The adviser has predicted a 40% drop from the stock market’s January 2022 peak since last year.

While Shilling has recommended a “risk off” investing strategy for more than a year, he noted security markets have been pursuing a “risk on” state, “led by the nearly 20% rise in the S&P 500 index so far this year and investor conviction that a ‘soft landing’ with no recession is likely. We believe investor exuberance is irrational and will be reversed by recessionary drops in the economy as well as declines in corporate sales and profits.”

Shilling’s nine-point risk-off strategy “still seems appropriate to us. Persistent gains in employment and high inflation only imply further credit tightening by the Fed, which will break the economy if a recession is not already underway,” he said.

His recommendations include selling or shorting stocks, and Shilling noted that in June, “we reduced our short positions in stocks to essentially zero.”

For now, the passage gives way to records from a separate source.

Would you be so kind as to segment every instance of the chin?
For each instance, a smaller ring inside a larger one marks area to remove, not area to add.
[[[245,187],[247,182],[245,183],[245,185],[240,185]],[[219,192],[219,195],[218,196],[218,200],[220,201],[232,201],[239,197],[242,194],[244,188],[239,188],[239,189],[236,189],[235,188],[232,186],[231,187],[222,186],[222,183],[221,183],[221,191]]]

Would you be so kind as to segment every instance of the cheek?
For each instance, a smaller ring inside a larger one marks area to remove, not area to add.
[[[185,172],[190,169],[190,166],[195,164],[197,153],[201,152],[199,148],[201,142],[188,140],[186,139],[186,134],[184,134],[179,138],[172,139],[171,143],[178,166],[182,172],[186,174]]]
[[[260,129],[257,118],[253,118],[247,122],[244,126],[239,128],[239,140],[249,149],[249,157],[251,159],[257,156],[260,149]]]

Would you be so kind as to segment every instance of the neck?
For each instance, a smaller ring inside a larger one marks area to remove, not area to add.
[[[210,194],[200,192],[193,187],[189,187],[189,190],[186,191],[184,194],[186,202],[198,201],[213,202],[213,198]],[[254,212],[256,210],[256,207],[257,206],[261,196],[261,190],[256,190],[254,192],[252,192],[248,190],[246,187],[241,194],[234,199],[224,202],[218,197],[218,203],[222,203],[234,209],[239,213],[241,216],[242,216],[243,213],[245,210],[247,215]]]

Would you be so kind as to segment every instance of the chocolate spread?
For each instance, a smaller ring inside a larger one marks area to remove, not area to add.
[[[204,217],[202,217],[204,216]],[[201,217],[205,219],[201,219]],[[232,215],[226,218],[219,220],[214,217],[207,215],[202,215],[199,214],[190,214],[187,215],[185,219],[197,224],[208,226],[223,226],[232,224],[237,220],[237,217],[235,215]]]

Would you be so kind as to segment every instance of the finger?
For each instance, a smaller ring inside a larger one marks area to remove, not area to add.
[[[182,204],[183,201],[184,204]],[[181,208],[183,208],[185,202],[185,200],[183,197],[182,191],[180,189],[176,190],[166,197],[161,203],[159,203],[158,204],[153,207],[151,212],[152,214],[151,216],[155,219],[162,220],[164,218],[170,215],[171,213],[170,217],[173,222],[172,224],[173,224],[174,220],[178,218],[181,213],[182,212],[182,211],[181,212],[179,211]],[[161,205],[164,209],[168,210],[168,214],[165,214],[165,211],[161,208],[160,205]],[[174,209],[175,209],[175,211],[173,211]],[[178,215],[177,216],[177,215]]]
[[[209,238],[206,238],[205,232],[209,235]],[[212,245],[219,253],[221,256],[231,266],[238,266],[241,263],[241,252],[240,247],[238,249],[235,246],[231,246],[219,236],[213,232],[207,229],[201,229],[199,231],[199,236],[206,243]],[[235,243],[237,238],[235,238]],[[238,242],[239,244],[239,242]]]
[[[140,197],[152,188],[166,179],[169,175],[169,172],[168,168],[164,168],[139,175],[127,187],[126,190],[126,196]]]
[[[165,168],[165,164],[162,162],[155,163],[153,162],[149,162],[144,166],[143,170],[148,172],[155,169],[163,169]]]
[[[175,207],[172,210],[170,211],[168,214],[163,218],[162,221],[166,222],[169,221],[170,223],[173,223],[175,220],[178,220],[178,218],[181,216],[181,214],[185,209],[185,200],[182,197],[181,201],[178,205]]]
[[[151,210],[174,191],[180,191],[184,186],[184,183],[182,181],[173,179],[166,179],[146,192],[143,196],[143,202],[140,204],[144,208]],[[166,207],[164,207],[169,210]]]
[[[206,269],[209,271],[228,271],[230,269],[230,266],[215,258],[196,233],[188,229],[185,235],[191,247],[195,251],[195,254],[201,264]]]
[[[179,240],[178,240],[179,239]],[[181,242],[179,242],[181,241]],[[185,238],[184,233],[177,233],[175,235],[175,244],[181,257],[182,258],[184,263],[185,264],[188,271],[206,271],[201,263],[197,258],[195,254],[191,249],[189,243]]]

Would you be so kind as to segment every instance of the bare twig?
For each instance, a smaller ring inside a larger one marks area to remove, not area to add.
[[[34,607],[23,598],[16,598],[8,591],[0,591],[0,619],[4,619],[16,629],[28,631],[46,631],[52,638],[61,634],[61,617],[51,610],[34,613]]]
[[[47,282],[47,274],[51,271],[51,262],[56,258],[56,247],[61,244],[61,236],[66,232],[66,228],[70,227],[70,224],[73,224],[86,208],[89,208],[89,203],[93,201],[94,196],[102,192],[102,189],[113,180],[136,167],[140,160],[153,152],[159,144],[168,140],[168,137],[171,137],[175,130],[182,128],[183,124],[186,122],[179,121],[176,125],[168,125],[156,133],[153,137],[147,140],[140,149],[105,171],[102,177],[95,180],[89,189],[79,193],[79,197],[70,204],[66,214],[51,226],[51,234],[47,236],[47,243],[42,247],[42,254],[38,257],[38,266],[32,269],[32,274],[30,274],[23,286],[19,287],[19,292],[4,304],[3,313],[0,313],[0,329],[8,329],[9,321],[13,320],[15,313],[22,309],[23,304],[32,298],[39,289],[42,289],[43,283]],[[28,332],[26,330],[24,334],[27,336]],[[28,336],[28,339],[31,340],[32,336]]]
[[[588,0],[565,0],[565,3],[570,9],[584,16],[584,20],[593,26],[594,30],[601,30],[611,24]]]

Shilling’s risk-off strategy calls for investors to, in his words:

  1. Long the U.S. dollar against other major currencies as the world’s premier safe-haven.
  2. Long Treasury bonds. Bonds were beat up earlier, but have rallied recently as recessionary weakness in credit demand and their safe-haven status begins to overcome the effects of further Fed tightening.
  3. Sell or short stocks in general as corporate earnings tank.
  4. Short speculative stocks such as SPACs and crypto securities as speculations continue to come to grief.
  5. Sell growth stocks as the Fed raises interest rates, making the present value of their future earnings, i.e., the current stock prices, lower.
  6. Sell homebuilder stocks with supply jumping while demand falls as mortgage rates continue to rise.
  7. Avoid COVID-related areas, especially China with a weakening economy after the pandemic lockdown and the housing sector collapse.
  8. Avoid “defensive” stocks such as consumer staples, utilities and health care, which drop in bear markets, although not as much as cyclicals and other equities.
  9. Hold extra cash to avoid market losses and prepare for eventual economic and financial market recoveries.